The party broke the tree line, with Malstrom, taking the point, they were haggard, wounded, and tired, but still they pressed on.  The war horns sounded all around them, and before them was a wide plain of low laying grassland.  They would be out in the open, exposed, with little to no cover.  It was risky, but they had to get to the other side, so they pushed on across the expanse.

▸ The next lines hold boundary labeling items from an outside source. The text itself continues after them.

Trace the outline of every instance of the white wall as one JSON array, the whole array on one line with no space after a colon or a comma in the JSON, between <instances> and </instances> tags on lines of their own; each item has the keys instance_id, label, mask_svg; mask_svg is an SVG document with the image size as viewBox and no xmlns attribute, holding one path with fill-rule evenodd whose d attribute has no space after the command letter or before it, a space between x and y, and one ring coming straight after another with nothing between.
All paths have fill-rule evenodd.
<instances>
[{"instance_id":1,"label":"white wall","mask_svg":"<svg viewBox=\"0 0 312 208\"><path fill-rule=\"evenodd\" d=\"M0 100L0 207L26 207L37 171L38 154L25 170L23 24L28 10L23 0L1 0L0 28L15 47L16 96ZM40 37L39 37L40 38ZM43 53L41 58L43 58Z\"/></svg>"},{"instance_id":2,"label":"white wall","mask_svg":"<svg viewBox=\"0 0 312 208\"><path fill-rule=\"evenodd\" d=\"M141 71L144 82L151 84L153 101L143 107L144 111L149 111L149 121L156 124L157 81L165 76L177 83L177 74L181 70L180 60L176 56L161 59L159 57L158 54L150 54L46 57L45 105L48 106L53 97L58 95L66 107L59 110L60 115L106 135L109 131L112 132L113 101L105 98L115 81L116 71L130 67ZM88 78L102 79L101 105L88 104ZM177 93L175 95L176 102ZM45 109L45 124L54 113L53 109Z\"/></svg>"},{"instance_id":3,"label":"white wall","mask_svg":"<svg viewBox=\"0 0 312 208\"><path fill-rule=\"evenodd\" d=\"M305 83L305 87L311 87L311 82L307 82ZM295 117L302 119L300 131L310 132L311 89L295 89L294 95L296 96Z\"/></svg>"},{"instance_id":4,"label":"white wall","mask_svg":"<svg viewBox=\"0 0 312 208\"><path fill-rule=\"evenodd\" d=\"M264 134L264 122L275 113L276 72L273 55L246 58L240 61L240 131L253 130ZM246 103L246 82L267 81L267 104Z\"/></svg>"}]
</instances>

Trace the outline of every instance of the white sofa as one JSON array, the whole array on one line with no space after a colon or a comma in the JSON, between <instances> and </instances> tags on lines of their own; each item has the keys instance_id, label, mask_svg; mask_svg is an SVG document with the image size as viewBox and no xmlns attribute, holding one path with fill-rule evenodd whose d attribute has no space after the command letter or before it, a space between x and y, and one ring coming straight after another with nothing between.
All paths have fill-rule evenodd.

It was more a light jog, then a march, as the tired party made haste across the open expanse.  Corine and Semmarin scanned the grasslands, as they heard another sounding of horns.  They were just about to the other side, when a large figure moved to block out the waning sunlight, its massive wings were spread wide, yawning to swallow the whole of the maroon sky.  It was a fearsome spectacle, it was both true terror, and true majesty; it was a dragon in the tongue of men.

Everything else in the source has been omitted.